Sunday 1 January 2012

Getting there on time.

"He has also set eternity in the hearts of men; yet they cannot fathom what God has done from beginning to end."  Ecclesiates 3:11.

The title of this blog, of course, is a paraphrase of the famous passage from Ecclesiastes 3: 1 - 8.  I felt a thrill of pleasure, therefore, as I listened to it at worship this morning.  And my pleasure grew when the reading continued past the eighth verse to the end of the thirteenth verse.  It touched on the nature of time, which has long fascinated me.  In particular, the illusion of time.
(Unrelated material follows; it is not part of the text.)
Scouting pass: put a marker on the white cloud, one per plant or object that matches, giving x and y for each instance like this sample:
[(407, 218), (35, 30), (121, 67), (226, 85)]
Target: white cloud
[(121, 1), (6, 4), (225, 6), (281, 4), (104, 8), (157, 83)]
I feel that I must apologize for the banality of the topic.  The observation that time is an illusion has become commonplace, particularly in the sciences.  We have learned from Einstein and others that time and space are the same thing, even if most of us don't quite understand why.  And yet we necessarily live our lives along a temporal continuum, tracing lines of cause and effect with every recollection and every decision.  Even the Buddha stooped to eat, and I will go to sleep tonight in the expectation of rising tomorrow.

Time particularly fascinates me as a unifying principle in religion.  During her sermon, Reverend Laurie quoted a less-famous passage from Mechtild of Magdeburg.  I knew the quote, but not its author:   "the day of my spiritual awakening was the day I saw and knew I saw all things in God and God in all things.”  Again, this observation has become commonplace, although few of us can actually maintain such an awareness for more than a few moments, before our egos reassert themselves.  The moment of awareness, though, seems... not timeless... but somehow out of the flow of time.  Which makes sense when we think about it.  Because if all things are in God, and God is in all things, then all things are one with God.  And in oneness -- whether of the spirit or of matter -- there is no cause and effect, no time.

But if we are already in God and God in us, then why do we struggle through time?  A Buddhist might ask, "why do we cling to expectation, to the illusion of cause and effect?"  Putting the question differently, we might ask, "why is God both one and three? Why does time begin and end with the universe? Why did the chicken cross the road?"  

The Buddhist might answer, "because the path and the destination are the same."  Or, to be more plain, because it is their nature.  God... the universe... the chicken... they share... no... they constitute the same dynamic whole.  They do not exist; they become.  God is one:  but he is also the Son, separate; the Spirit, longing and striving for unity; and the Father, bringing all into unity.  Just as the seeker, the path and the destination are all one.

But does any of this really matter, except in the abstract?  What does it mean to us in our daily lives, however illusory they might be?  First, it means that our daily lives are not illusory or meaningless after all.  In our daily struggles, we embody God's own, dynamic nature.  We constitute the God that seeks to know and to become himself -- which in no way diminishes God or us.  Second, it means that we must seek the heaven within and around us -- because we cannot fathom anything else.  And, third, we must embrace Love as the true path to heaven -- because we cannot reason our way there.  As John wrote (1 John 4:16), “God is love, and he who abides in love abides in God, and God abides in him.”